The fire is limited to the original materials of ignition. In the
incipient phase, the oxygen content in the air has not been significantly reduced,
and the fire is producing water vapor (H2O), carbon dioxide (CO2), a small
quantity of sulfur dioxide (SO2), carbon monoxide (CO) and other gases.
The behavior of fire during the incipient phase is “rollover”,
sometimes referred to as “flameover”. It takes place when unburned combustible
gases released during the incipient phase accumulate at the ceiling level. These
superheated gases are pushed, under pressure, away from the fire area and into
uninvolved areas where they mix with oxygen.
2. Steady – state Burning Phase or Free Burning Phase.
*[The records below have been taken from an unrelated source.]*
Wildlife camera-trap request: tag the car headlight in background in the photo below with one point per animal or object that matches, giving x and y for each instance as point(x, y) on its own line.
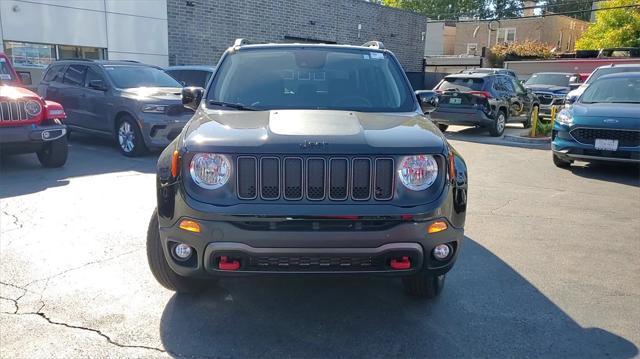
point(154, 108)
point(565, 117)
point(210, 170)
point(32, 108)
point(418, 172)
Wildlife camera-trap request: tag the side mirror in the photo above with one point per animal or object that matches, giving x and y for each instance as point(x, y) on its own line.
point(97, 85)
point(191, 97)
point(428, 100)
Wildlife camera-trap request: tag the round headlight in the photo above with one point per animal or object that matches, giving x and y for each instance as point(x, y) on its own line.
point(210, 170)
point(32, 108)
point(418, 172)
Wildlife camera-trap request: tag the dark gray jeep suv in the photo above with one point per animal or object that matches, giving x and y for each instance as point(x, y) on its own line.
point(136, 104)
point(308, 159)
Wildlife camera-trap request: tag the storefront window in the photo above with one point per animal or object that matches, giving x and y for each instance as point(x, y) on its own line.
point(30, 54)
point(41, 55)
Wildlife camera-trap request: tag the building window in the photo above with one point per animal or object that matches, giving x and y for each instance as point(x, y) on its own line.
point(41, 55)
point(472, 49)
point(506, 34)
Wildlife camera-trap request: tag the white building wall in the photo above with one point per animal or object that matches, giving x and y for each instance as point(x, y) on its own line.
point(128, 29)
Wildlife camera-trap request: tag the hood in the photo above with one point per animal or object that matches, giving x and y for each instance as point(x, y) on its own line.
point(172, 94)
point(548, 88)
point(14, 92)
point(311, 132)
point(607, 110)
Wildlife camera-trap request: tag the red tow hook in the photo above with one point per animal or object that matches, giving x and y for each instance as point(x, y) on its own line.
point(226, 264)
point(402, 263)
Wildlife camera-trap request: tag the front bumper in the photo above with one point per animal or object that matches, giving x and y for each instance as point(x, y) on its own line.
point(159, 130)
point(568, 149)
point(282, 251)
point(29, 138)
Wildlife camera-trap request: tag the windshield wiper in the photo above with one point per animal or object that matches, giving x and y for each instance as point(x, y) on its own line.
point(237, 106)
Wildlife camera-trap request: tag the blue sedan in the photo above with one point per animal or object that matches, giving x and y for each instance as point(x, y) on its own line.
point(602, 125)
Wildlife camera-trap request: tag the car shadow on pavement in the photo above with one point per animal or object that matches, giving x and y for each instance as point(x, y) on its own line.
point(487, 309)
point(22, 174)
point(623, 173)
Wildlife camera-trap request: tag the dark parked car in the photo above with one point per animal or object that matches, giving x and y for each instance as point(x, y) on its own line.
point(491, 70)
point(603, 124)
point(551, 88)
point(308, 159)
point(484, 100)
point(191, 75)
point(138, 105)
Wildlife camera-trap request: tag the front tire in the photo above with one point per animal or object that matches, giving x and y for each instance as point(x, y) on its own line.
point(54, 153)
point(423, 285)
point(129, 137)
point(497, 128)
point(160, 268)
point(560, 163)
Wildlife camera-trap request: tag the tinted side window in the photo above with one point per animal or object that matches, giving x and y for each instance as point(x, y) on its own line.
point(93, 74)
point(75, 75)
point(54, 73)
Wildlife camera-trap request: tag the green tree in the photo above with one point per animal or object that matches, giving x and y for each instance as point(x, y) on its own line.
point(613, 28)
point(559, 6)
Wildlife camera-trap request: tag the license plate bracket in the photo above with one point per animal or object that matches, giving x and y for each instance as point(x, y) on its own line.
point(606, 144)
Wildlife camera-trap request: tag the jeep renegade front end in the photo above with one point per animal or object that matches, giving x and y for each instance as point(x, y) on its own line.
point(308, 159)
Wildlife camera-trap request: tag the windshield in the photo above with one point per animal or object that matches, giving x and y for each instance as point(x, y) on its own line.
point(613, 90)
point(139, 76)
point(461, 84)
point(5, 71)
point(312, 78)
point(611, 70)
point(561, 80)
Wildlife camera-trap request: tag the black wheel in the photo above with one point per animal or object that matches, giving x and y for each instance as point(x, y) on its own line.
point(497, 128)
point(529, 121)
point(559, 162)
point(54, 153)
point(423, 285)
point(129, 137)
point(161, 270)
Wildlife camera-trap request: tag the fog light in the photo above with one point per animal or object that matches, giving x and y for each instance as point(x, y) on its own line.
point(441, 252)
point(182, 251)
point(189, 225)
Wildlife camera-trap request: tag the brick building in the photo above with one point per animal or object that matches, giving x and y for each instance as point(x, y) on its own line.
point(201, 30)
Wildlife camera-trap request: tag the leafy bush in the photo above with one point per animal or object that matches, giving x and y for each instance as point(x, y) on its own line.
point(528, 49)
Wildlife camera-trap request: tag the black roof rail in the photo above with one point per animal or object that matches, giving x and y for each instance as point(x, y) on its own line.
point(76, 59)
point(374, 44)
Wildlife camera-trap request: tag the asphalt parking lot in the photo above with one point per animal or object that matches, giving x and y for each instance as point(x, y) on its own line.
point(550, 268)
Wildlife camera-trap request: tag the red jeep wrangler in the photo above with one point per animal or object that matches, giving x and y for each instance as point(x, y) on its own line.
point(28, 123)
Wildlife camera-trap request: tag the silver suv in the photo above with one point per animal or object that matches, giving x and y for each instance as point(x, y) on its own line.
point(138, 105)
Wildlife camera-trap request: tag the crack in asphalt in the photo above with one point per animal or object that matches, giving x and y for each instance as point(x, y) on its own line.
point(79, 267)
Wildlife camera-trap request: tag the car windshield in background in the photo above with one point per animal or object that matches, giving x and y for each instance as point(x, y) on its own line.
point(312, 78)
point(461, 84)
point(611, 70)
point(549, 79)
point(140, 76)
point(615, 90)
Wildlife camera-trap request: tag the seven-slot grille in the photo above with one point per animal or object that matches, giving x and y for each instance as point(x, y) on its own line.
point(315, 178)
point(588, 136)
point(13, 110)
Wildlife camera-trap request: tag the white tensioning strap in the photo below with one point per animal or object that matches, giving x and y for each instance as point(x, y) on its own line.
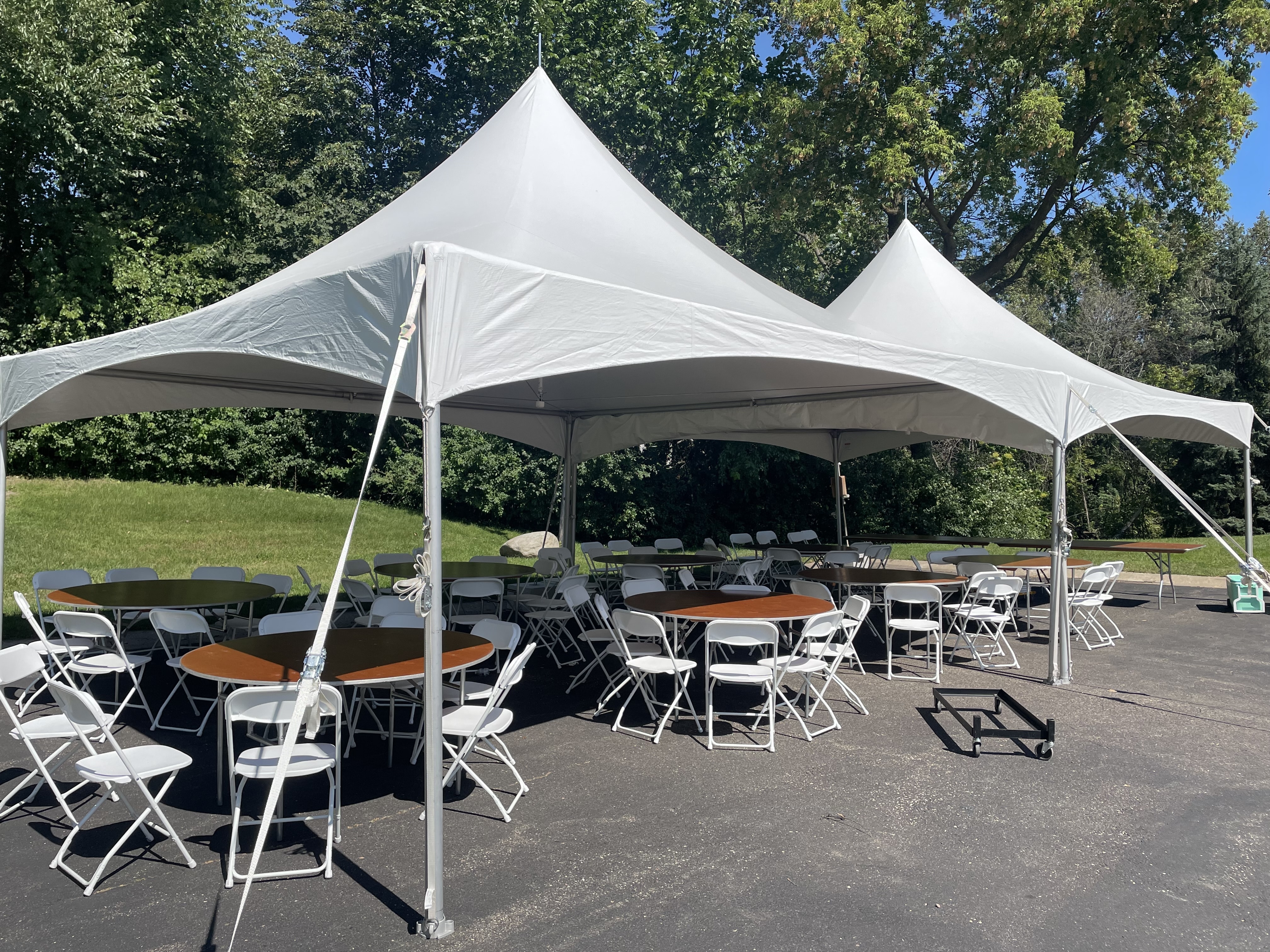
point(1246, 563)
point(310, 680)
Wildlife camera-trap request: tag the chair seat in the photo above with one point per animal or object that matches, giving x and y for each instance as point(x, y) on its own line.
point(148, 761)
point(661, 664)
point(56, 648)
point(638, 649)
point(107, 664)
point(914, 625)
point(474, 719)
point(262, 763)
point(741, 673)
point(44, 728)
point(472, 691)
point(799, 666)
point(472, 619)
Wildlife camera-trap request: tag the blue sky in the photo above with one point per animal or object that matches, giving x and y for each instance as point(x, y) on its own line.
point(1249, 179)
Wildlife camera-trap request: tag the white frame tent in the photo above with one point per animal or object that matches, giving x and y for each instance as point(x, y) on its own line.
point(562, 306)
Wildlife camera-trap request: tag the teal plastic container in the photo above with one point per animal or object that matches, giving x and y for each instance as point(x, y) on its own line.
point(1244, 597)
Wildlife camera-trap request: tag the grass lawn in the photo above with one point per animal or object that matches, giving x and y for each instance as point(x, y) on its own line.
point(100, 525)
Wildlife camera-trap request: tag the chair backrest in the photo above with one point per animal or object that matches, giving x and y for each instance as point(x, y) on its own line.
point(384, 606)
point(177, 621)
point(359, 592)
point(477, 588)
point(18, 664)
point(639, 587)
point(912, 593)
point(86, 625)
point(281, 622)
point(643, 572)
point(266, 704)
point(812, 589)
point(823, 626)
point(281, 584)
point(741, 632)
point(220, 573)
point(505, 637)
point(406, 621)
point(131, 575)
point(843, 558)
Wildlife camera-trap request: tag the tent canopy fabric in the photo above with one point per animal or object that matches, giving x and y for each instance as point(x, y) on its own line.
point(563, 298)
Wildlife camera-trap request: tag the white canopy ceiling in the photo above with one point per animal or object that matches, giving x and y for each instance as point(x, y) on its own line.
point(556, 279)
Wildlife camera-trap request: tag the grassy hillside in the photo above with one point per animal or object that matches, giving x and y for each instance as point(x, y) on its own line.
point(102, 525)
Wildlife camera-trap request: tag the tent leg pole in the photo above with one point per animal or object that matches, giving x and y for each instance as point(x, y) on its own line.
point(4, 499)
point(438, 926)
point(1248, 501)
point(838, 484)
point(569, 496)
point(1060, 658)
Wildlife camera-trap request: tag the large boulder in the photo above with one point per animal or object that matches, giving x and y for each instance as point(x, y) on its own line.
point(528, 546)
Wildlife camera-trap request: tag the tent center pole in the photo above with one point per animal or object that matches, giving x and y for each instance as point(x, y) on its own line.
point(438, 926)
point(1060, 541)
point(1248, 502)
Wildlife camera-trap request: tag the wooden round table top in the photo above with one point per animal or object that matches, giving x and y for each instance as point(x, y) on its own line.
point(461, 570)
point(162, 593)
point(1009, 562)
point(860, 575)
point(709, 605)
point(353, 657)
point(665, 560)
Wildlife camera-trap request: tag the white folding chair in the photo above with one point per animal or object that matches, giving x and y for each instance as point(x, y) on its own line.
point(53, 581)
point(477, 723)
point(20, 667)
point(642, 667)
point(315, 597)
point(981, 624)
point(266, 705)
point(172, 627)
point(284, 622)
point(928, 602)
point(112, 658)
point(735, 634)
point(384, 606)
point(505, 637)
point(477, 600)
point(116, 770)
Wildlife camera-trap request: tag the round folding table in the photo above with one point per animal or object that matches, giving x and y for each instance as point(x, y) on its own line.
point(355, 658)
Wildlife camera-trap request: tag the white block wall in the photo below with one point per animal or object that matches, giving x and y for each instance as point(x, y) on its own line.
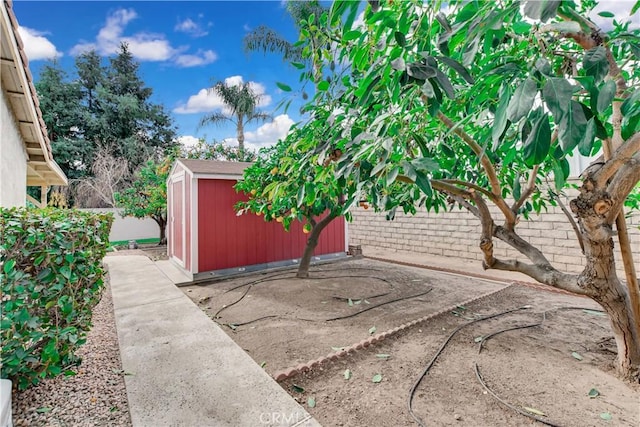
point(457, 234)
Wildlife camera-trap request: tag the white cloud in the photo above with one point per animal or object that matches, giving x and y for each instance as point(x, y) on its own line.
point(205, 101)
point(269, 133)
point(201, 57)
point(144, 46)
point(37, 46)
point(189, 26)
point(188, 141)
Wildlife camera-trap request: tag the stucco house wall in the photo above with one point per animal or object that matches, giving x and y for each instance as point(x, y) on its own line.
point(13, 160)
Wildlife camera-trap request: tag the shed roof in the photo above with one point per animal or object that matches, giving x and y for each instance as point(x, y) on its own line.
point(17, 85)
point(215, 166)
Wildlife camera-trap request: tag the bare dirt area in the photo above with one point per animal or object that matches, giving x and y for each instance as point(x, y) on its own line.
point(547, 371)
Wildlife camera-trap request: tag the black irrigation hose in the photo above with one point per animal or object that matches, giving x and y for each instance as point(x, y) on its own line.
point(477, 369)
point(378, 305)
point(279, 276)
point(412, 392)
point(334, 318)
point(507, 404)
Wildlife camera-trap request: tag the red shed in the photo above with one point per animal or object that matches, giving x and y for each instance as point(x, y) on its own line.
point(206, 237)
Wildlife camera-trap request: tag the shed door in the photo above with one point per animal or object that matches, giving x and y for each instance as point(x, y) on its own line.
point(177, 221)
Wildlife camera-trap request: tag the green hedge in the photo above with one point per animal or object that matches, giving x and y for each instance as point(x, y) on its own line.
point(52, 277)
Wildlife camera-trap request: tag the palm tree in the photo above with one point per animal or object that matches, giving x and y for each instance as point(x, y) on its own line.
point(241, 102)
point(266, 39)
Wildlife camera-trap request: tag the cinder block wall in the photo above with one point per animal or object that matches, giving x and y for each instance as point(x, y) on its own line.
point(457, 234)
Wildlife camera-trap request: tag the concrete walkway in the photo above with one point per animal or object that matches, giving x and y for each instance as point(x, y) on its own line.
point(183, 370)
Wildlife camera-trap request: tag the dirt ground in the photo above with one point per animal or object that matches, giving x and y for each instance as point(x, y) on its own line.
point(547, 371)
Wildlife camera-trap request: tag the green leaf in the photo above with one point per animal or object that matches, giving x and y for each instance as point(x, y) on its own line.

It is the phase of fire
where sufficient oxygen and fuel are available for fire growth and open burning to a
point where total involvement is possible.
During this phase of fire, the rate and intensity of open burning increases
geometrically.
Heat, rapidly evolving from the original point of the fire, is convected and collects
in the uppermost areas of the structure or room.
The additional heat is transferred through conduction and radiation.
The convected (super-heated) gases themselves become a source of radiated
heat, radiating heat energy downward onto all the surface areas directly below
them.
This heat is absorbed by conduction into the mass of those items whose surfaces
are struck, causing surface pyrolysis.
When the temperature reaches the ignition temperature of these items, a
flashover occurs: flames instantly “flashover” the entire area.
Flashover is defined as “a stage in the development of a continued fire in which
all exposed surfaces reach ignition temperature, more or less simultaneously,
and fire spreads rapidly.
3. Hot Smoldering Phase. After the steady-state burning phase, flames may cease to
exist if the area of confinement is airtight.
In this state, burning is reduced to glowing embers.
As the flames die down, the room becomes completely filled with dense smoke and
gases.
The resulting superheated mixture of gases needs only a fresh supply of oxygen to
resume free burning at an explosive rate.
This type of explosive is referred to as a backdraft or smoke explosion.
Backdraft is an explosion resulting from the sudden introduction of air (oxygen)
into a confined space containing oxygen-deficient superheated products of
incomplete combustion.
A backdraft may result if someone opens a ‘hot door”. This is why firefighters are
trained to touch a door with their bare hands and feel its temperature before
opening it.
This situation can be made less dangerous by proper ventilation. If the room or
building is opened at the highest point involved, the heated gases and smoke will
be released, reducing the possibility of an explosion.
The other behaviors of fire are flash fire and bite back. Bite back occurs when the fire
resists extinguishments operation and become stronger and bigger instead. It occurs when
firefighters used the wrong fire fighting tools in extinguishing fires.
Products of Combustion
When a fire occurs, certain by-products of fire dangerous to human being will appear
(P.S.B.R.C.).
1. Heat. It is a form of energy that is measured in degrees of temperature to signify its
intensity. The following are the dangers of heat:
Heat is the product of combustion that is responsible for the spread of fire.
It is also the direct cause of burns, dehydration, heat exhaustion and injury to
the respiratory tract and destruction of property.